Le protagoniste e i protagonisti, donne, uomini, vecchi e bambini, di Altri miracoli sembrano tutti impegnati a inseguire epifanie che non arrivano o che la contemporaneità stinge di neon: del resto è l'autrice stessa a dichiarare che questi racconti nascono per esplorare "la zona grigia delle piccole vigliaccherie private", come se la società degli anni novanta fosse "il laboratorio dove si preparava la crisi sociale alla quale stavamo assistendo con una certa impotenza".
Ma è facile capire che la cosa essenziale che Mariolina Venezia cerca, come ogni narratore, è l'epicentro della scrittura, a volte raggiunto, a volte no, in questa prima prova. C'è fame di vita, per usare un altro titolo della raccolta, Fame, per l'appunto, intesa in questo caso in senso alimentare e sessuale (lo stesso titolo di un racconto veramente magistrale di Paola Masino, ben più antico e raro a leggersi, dove si narra di un padre costretto a uccidere i suoi figli per non udirne i lamenti e poi incapace di mangiare di fronte a un piatto caldo), e la vita non riesce a rispondere a questa fame se non attraverso forzosi espedienti, come se il tessuto della contemporaneità sfuggisse al senso di continuo.

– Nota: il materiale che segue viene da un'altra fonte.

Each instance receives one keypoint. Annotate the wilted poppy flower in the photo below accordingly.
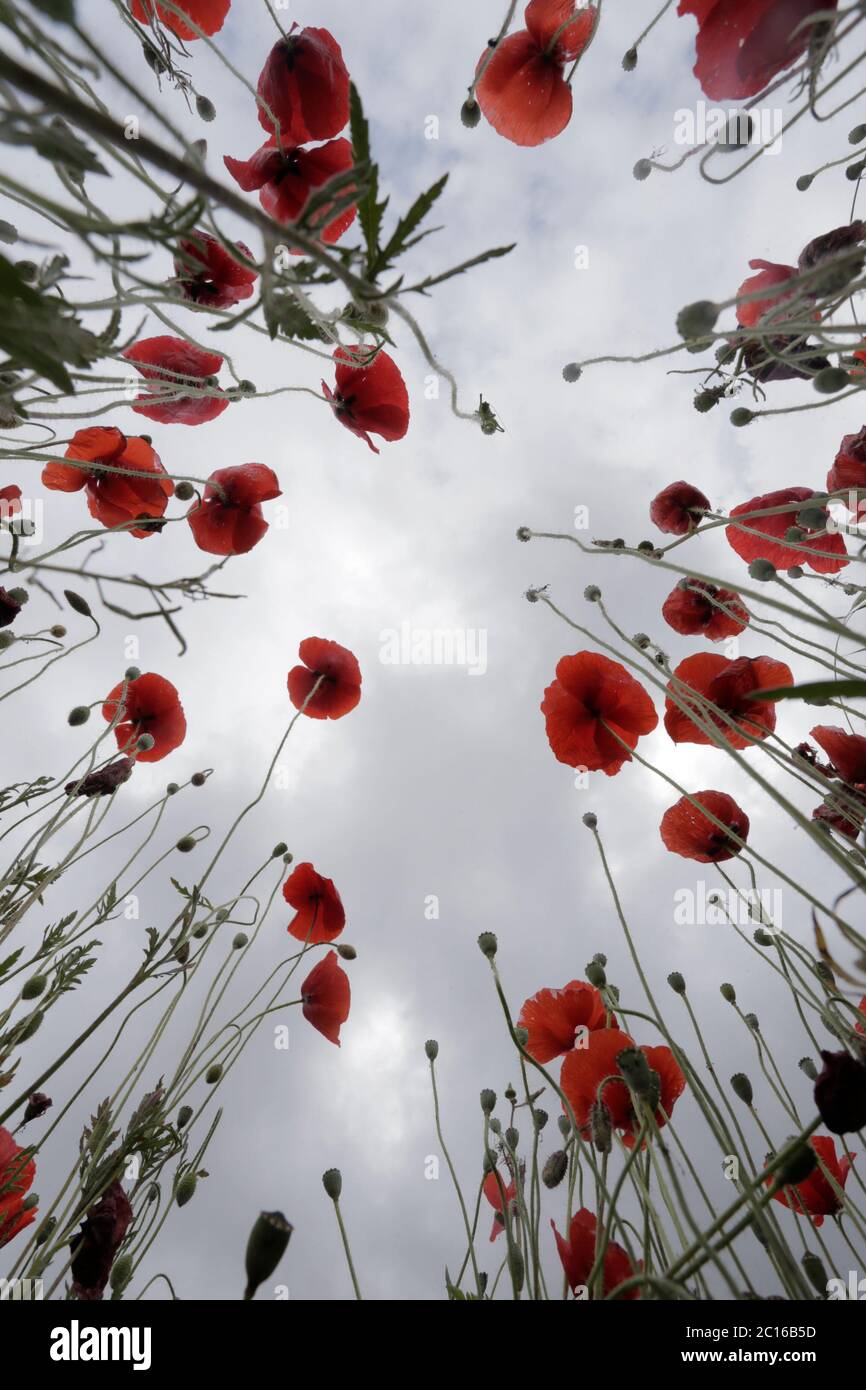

E la verità ultima, la verità delle persone, è nei frequenti elenchi finali di oggetti che chiudono i racconti: la parte residuale di noi, di questo tempo (fili interdentali, trousse, la quotidianità più ovvia) o nelle parole che esplodono a rivelare l'inconfessabile, come nell'assai riuscito Atto di dolore, dove si narra di una madre che assiste la figlia che si è data fuoco durante una manifestazione studentesca e ora è diventata disabile. L'insulto della madre echeggia liberatorio alla fine, come si vorrebbe udire (ma non accade: e così doveva essere) dal protagonista di quel capolavoro che è Pastorale americana di Philip Roth, anche lui padre di una figlia incontinente (in Venezia in senso letterale, in Roth in alto senso metaforico).
Allora, sia che i segni della nostra contemporaneità siano l'autolesionismo estremo di una ragazza (e qui la relazione con il Mozzi di Il male naturale diventa più stretta) che si trasforma in riconoscimento con i segni tribali del portantino dell'autoambulanza, sia che si concretizzi nella stanchezza di un padre che uccide o di due commesse rimaste prigioniere di uno sgabuzzino dopo un'esplosione e ritrovate strette per mano, è sempre di intrappolamenti che Mariolina Venezia racconta, cui invano i suoi personaggi cercano di fuggire.
Pure, in questa raccolta la cosa essenziale, ovvero il cuore irragionevole delle cose o la "piccola buona cosa" carveriana, è solo tangenzialmente sfiorato, come è naturale che sia in una prova d'esordio, ancora rapsodica e convulsa. Ciò non di meno resta un ritratto di ordinaria miracolosità, o di anti-miracoli, che il nostro tempo, invano in fuga dalla sacralità, propone: un ritratto orizzontale, come la stessa autrice sottolinea, di un mondo che si è appiattito in scelte meccaniche e occasionali, come se questo potesse liberarci dal male di vivere e dalla responsabilità personale. Sul filo che sostiene, come tanti uccelli, gli episodi del libro passa l'autrice come un funambolo un po' spaventato dalla troppa materia e dal fatto che, in ogni caso, la materia abbia inesorabilmente vinto sul mondo.